Now is not the time to lob arrows at trained weather forecasters who assured us Tuesday’s storm would have little impact in this part of the state. That criticism will come soon, and it will be intense.
Instead, now is the time to praise our neighbors who became snowy Good Samaritans during a true time of need. There simply is not enough space in this newspaper to credit everyone who lent a helping hand to the cold, the stranded, the young, the infirm and the hungry. In that respect, Tuesday was a sight to behold.
We expect our law enforcement and National Guard to rise to occasion, which they did en masse. Police and sheriff’s departments in Calhoun and surrounding counties bundled up to help with myriad troubles, most notably the indescribable traffic that snarled many roads, especially main thoroughfares and those with icy, impassable hills. Guardsmen in uniform directed traffic at key intersections. As afternoon turned to night, those officers and soldiers worked with cities and schools to deliver stranded students to their homes.
We thank them all.
But most heartwarming were the untold number of Alabamians — those who wear no uniforms — who spent Tuesday assisting others.
The men who shivered for hours pushing cars up and over the icy hills — on Alabama 21 in different parts of Calhoun County, and on Noble Street, 10th Street and Greenbrier Dear Road in Anniston, on streets small and large. It was dangerous work.
The teachers, principals and staff of virtually every school, public and private, in our part of the state. Their dedication to the students’ safety was impressive.
The churches who, with no prodding, opened warming stations for those in need.
Who’d we leave out? Many. Suffice it to say that Alabamians helped Alabamians in a true time of crisis, the definition of a civil emergency.
As time passes, these mega-storms take on lives of their own. We don’t forget them, whether they are winter storms of snow and ice or severe-weather outbreaks that like of April 2011. How could we? As winter storms go, chief among them for many of us is the Blizzard of 1993, which shut down the Deep South for days that March. Tales of being snowed in at work and digging out of our homes are retold with pride.

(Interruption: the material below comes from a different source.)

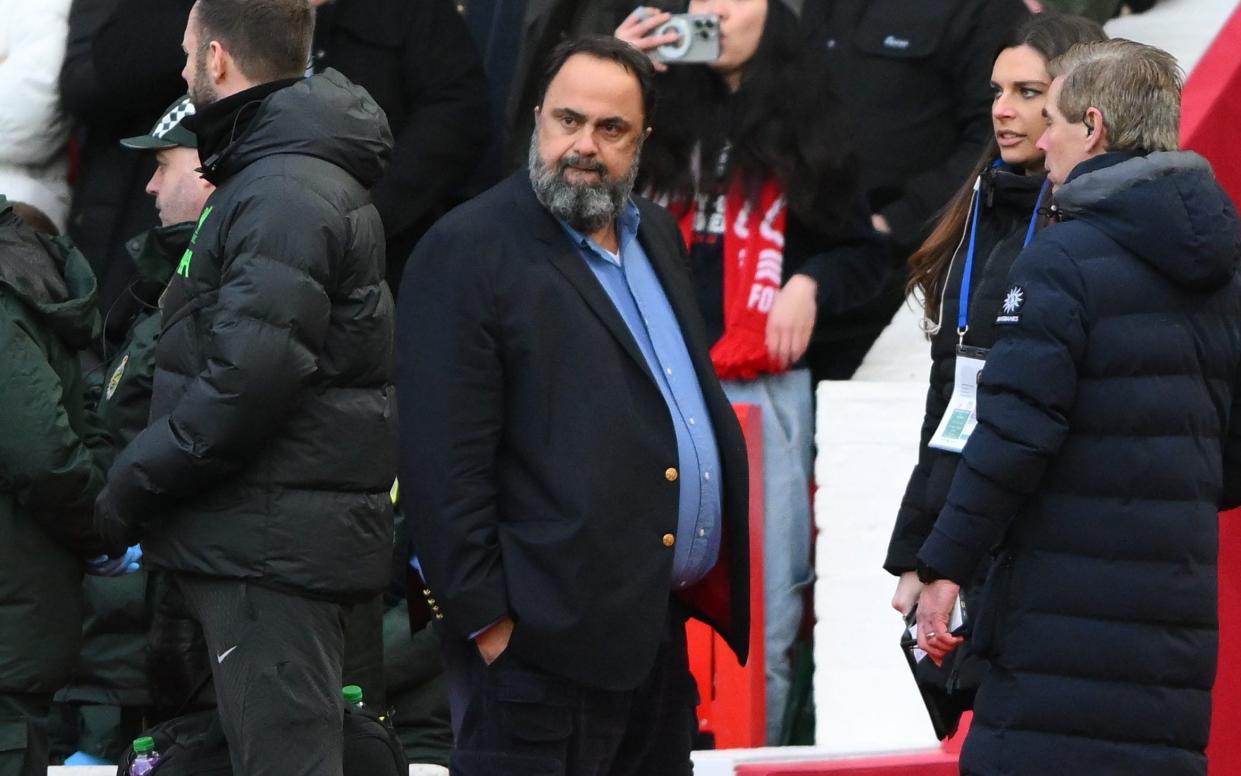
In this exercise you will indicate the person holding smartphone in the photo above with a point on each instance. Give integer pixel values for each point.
(781, 248)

Snowpocalypse 2014 will join these storms in our memories. Recollections of hours-long commutes home won’t be forgotten. We’ll tell friends how we abandoned our cars on icy roads and walked home in freezing temperatures. Yes, some of us slept anywhere we could lay down our heads — at work, in our cars —because we had no other choice.
At times like this, when we see Alabamian helping Alabamian, we realize how important it is to see one another, despite our differences, as friends and neighbors. We are in this together.